The Nine-Figure ‘Middle Class’

“If you had less than $100 million, you’d be considered poor,” said Larry Kaiser, president of Key Ventures Realty, of the rarefied air of 960 Fifth Avenue, which wins the Manhattan Transfers award for most exclusive co-op building in the city. Mr. Kaiser, who has sold several apartments in the building, mused: “You’d have to be the sun, the moon and the stars to get in.”

Built in 1927 by celebrated luxury-apartment architect Rosario Candela, 960 Fifth Avenue occupies that stratospheric niche of the so-called “A-plus level,” über -exclusive Upper East Side co-ops.
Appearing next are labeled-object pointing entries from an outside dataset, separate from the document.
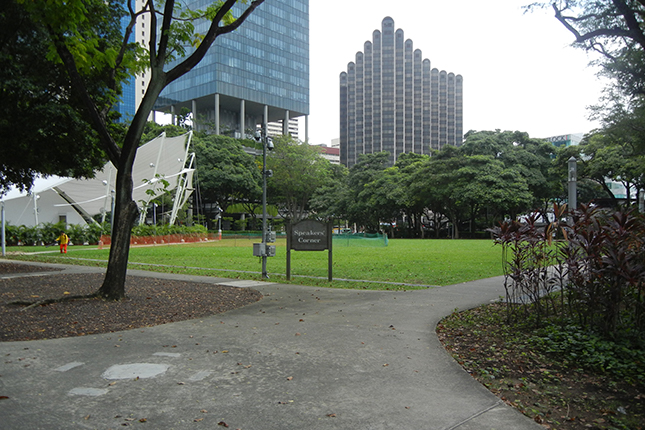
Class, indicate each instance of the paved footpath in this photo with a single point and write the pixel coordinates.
(300, 358)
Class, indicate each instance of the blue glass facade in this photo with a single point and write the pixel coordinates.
(265, 62)
(127, 105)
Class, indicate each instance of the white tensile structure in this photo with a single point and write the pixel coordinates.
(76, 201)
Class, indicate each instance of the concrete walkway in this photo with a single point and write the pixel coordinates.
(301, 358)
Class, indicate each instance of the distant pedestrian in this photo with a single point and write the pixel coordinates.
(63, 240)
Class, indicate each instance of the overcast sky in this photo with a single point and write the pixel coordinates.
(519, 70)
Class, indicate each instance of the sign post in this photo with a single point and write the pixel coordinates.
(310, 235)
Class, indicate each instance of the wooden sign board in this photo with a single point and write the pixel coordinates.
(309, 235)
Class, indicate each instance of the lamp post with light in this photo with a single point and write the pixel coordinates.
(262, 249)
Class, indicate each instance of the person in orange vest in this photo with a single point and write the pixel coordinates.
(63, 240)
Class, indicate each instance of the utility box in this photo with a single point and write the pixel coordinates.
(263, 250)
(259, 249)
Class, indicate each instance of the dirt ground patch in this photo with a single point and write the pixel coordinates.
(149, 302)
(538, 385)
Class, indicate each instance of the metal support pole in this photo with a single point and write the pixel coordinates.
(3, 231)
(573, 178)
(264, 199)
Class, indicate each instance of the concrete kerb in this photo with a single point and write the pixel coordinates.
(302, 357)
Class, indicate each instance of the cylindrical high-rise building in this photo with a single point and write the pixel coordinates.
(392, 100)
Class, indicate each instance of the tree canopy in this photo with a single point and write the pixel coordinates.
(84, 39)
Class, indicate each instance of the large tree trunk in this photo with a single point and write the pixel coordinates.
(125, 214)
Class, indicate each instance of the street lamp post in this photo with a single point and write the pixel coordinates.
(573, 179)
(264, 249)
(2, 238)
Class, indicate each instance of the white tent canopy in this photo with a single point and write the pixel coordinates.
(57, 199)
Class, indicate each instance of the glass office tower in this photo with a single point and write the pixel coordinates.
(258, 73)
(392, 100)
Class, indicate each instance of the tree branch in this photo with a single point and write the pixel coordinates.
(213, 32)
(78, 86)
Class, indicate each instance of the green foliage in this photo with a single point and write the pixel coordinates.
(398, 266)
(41, 121)
(166, 230)
(580, 348)
(226, 173)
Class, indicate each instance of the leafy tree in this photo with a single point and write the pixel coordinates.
(532, 158)
(409, 202)
(382, 197)
(367, 170)
(226, 173)
(329, 201)
(615, 29)
(80, 35)
(298, 171)
(604, 156)
(42, 128)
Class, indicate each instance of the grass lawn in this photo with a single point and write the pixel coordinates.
(415, 263)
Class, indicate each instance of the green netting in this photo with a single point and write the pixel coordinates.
(360, 239)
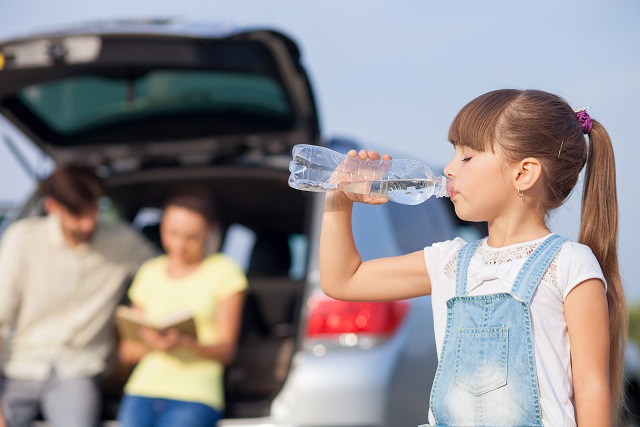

It’s probably impossible to get a consensus on the issue, but most brokers agree that 960 Fifth just barely nudges out peer buildings like 820 and 834 Fifth, and 720 and 740 Park, as the city’s most exclusive address. The 19 apartments at 960 Fifth-most of which have different layouts-are basically mansions stacked atop one another. The unit belonging to socialite Anne Bass, for example, approaches 10,000 square feet.

“Some of the apartments have ballroom-sized proportions,” said Kirk Henckels, director of Stribling Private Brokerage.

Between 77th and 78th streets along a leafy park block, the co-op has a private restaurant open only to tenants-and the chef trains in Paris each summer to pick up the latest culinary trends.

“You add in an exercise room that boasts a terrace with Central Park views-how could you possibly top that?” Mr. Henckels said.

Sales in the building, which are rare, have in recent years topped $10,000,000. Current and past residents include Edgar Bronfman Sr., George Cisneros, Bob Elsworth and Richard Feigen, and Claus von Bülow.